Here's a workaround incase others find this post:

  @httpGet('/')
  async getTheThing(@response() res: Response) {
    try {
      const fileStream = await this.storage.getTheThing();
      res.setHeader('content-type', 'application/tar');
      fileStream.pipe(res);

      # we want to wait for the stream to be consumed so that
      # that when inversify-express-utils calls `res.send()` it doesn't
      # crash a still-in-progress stream pipe.
      await streamFinished(fileStream);
    } catch (error) {
      return res.status(404).send(error);
    }
function streamFinished(stream: NodeJS.ReadableStream) {
  return new Promise((resolve, reject) => {
    stream.on('end', () => resolve());
    stream.on('error', () => reject());
  });
}

remojansen avatar Apr 16 '18 09:04 remojansen

Has anyone since fixed this or implemented a better solution?

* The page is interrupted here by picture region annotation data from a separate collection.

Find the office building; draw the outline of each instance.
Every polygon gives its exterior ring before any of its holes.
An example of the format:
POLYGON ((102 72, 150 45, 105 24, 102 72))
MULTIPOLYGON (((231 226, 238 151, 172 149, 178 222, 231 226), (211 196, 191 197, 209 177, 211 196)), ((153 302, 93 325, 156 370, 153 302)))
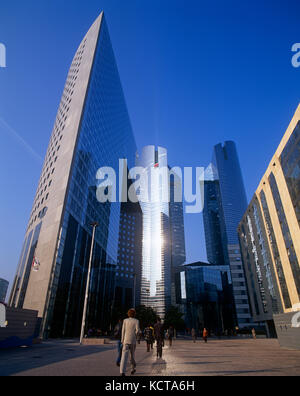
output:
POLYGON ((114 298, 119 316, 141 303, 142 234, 140 204, 122 203, 114 298))
POLYGON ((0 278, 0 302, 6 301, 8 285, 9 282, 7 280, 0 278))
POLYGON ((41 173, 12 307, 42 317, 42 334, 80 334, 92 222, 95 234, 86 325, 109 327, 118 259, 120 203, 96 197, 101 167, 134 166, 135 140, 104 14, 71 64, 41 173))
POLYGON ((164 319, 168 307, 176 303, 175 273, 185 261, 183 205, 177 202, 175 194, 175 189, 181 188, 181 180, 170 172, 167 150, 162 147, 144 147, 137 165, 147 176, 147 188, 141 194, 147 190, 148 196, 148 202, 147 199, 141 202, 141 304, 152 307, 164 319), (163 176, 164 171, 167 177, 163 176))
POLYGON ((254 320, 300 348, 300 106, 239 225, 254 320))
POLYGON ((212 170, 207 172, 212 174, 212 181, 206 176, 207 202, 204 209, 209 259, 212 264, 230 266, 237 326, 249 327, 253 324, 237 234, 247 208, 247 198, 234 142, 214 147, 212 170))
POLYGON ((181 304, 189 329, 211 334, 233 334, 236 317, 229 266, 196 262, 180 272, 181 304))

korziee avatar Aug 01 '19 06:08 korziee

@korziee according to this line, another workaround could be to return a function that would be in charge of piping the stream to the response, something like:

@httpGet('/')
async getTheThing(@response() res: Response) {
  try {
    const fileStream = await this.storage.getTheThing();
    res.setHeader('content-type', 'application/tar');

    // Return a function to avoid the unnecessary call to `res.send` from inversify
    return () => fileStream.pipe(res);
  } catch (error) {
    return res.status(404).send(error);
  }
}

Tested on my end and it works fine.

RemyJeancolas avatar Aug 01 '19 12:08 RemyJeancolas

Hi @RemyJeancolas, thanks for that, I do think that's a much cleaner solution than what I had done.

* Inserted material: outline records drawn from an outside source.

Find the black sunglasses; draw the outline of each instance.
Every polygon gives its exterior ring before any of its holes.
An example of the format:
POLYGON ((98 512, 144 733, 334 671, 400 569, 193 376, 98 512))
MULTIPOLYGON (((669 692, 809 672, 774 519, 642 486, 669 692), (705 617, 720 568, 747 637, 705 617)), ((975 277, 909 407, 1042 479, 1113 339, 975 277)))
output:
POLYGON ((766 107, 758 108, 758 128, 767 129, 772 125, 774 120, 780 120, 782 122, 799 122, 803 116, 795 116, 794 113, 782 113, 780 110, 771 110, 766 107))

For reference, I noticed in the handlerFactory function that it checks to see if any headers have been sent, so my thought was to just write something to the return stream and let express set the headers. So I just added a res.write("") before I piped my readable stream to the express response object.

But I much prefer your solution, thanks for the response!

korziee avatar Aug 01 '19 23:08 korziee

I can see the PR is merged for streaming but its still not published on npm, any reason why?